Tax relief is something that churches believe in, and that crosses over to what rich men also believe in. So lots of complexity in Christianity, and even in other religions which decide that caring about neighbours is not the way that they should follow. and ridding themselves of such people is the preaching of the moment. So people who quote from the Bible cannot be paid heed to unthinkingly.

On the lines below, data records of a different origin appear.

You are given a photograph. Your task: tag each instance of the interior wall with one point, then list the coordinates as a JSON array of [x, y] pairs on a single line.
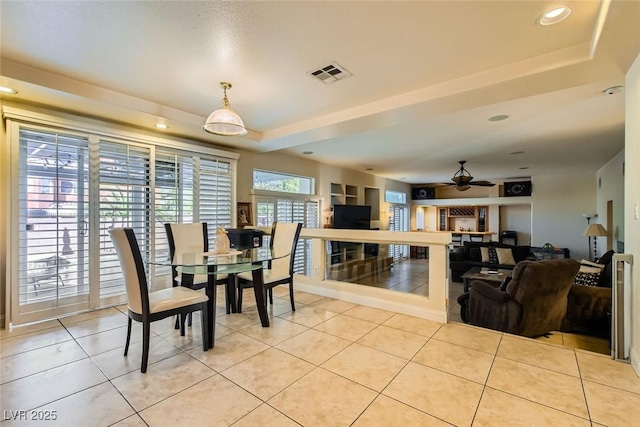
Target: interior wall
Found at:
[[517, 218], [558, 202], [4, 218], [632, 200], [611, 187]]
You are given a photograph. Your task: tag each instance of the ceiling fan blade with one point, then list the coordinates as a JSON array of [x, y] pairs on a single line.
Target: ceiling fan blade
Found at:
[[482, 183]]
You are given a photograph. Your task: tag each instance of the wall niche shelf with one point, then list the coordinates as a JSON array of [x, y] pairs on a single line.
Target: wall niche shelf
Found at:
[[344, 194]]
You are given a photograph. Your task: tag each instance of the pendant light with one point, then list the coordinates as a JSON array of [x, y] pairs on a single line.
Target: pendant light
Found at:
[[225, 121]]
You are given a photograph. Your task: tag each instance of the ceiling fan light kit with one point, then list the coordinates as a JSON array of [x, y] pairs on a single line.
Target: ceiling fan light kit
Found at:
[[225, 121], [463, 180]]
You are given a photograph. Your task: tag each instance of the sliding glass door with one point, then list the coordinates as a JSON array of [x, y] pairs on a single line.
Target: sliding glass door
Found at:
[[53, 202], [69, 188]]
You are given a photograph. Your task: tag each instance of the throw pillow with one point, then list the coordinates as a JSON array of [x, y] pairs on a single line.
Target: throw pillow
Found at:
[[505, 282], [505, 256], [586, 279], [489, 254], [484, 254], [475, 254], [589, 274], [493, 255]]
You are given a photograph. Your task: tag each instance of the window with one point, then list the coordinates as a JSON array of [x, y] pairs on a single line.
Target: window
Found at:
[[73, 186], [420, 219], [291, 210], [395, 197], [399, 221], [275, 181]]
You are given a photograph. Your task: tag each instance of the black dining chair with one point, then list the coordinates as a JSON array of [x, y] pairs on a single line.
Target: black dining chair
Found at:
[[193, 237], [145, 306], [284, 237]]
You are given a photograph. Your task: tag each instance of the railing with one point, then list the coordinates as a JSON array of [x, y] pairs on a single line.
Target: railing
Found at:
[[621, 297], [329, 277]]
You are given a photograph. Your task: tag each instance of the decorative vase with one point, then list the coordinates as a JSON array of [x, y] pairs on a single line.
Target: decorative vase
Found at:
[[222, 244]]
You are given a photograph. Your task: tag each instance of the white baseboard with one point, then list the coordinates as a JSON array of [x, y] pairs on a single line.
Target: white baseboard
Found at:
[[409, 304], [635, 361]]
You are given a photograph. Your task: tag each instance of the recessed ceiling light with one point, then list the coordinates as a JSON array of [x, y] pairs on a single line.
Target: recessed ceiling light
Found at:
[[5, 89], [554, 16]]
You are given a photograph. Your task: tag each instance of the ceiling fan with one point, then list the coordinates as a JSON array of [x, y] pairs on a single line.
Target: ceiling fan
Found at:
[[462, 179]]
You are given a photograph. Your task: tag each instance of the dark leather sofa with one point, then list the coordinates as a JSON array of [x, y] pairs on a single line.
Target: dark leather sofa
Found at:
[[589, 307], [467, 256], [533, 303]]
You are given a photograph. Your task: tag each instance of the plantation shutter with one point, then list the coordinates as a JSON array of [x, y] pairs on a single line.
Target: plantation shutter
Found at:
[[399, 222], [212, 186]]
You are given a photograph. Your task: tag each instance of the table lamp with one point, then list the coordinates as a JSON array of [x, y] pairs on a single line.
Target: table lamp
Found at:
[[594, 230]]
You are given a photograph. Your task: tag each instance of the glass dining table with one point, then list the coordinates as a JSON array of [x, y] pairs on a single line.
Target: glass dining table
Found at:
[[231, 263]]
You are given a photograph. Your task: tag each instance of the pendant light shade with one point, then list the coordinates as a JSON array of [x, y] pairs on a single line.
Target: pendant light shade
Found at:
[[225, 121]]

* "Desiderata" is an early 1920s prose poem by the American writer Max Ehrmann. Although he copyrighted it in 1927, he distributed copies of it without a required copyright notice during 1933 and c. 1942, thereby forfeiting his US copyright. Wikipedia

*Desiderata was written in 1927 by Max Ehrmann, a poet and lawyer from Terre Haute, Indiana. The word desiderata means “things that are desired.” Ehrmann said he wrote it for himself, “because it counsels those virtues I felt most in need of.” https://www.desiderata.com/desiderata-history.html

* Words of Desiderata - https://www.desiderata.com/desiderata.html

Suggestion - go to heading in google and change from All to Images and see the numerous ways that this one piece of writing can be presented. That's human imagination at work, there is a desire for beauty and form. Can we tap into that in our present materialist way and add a desire to see beauty in other humans that will ensure that we don't leave them sleeping on cardboard on our streets, beaten up by sick partners or parents etc?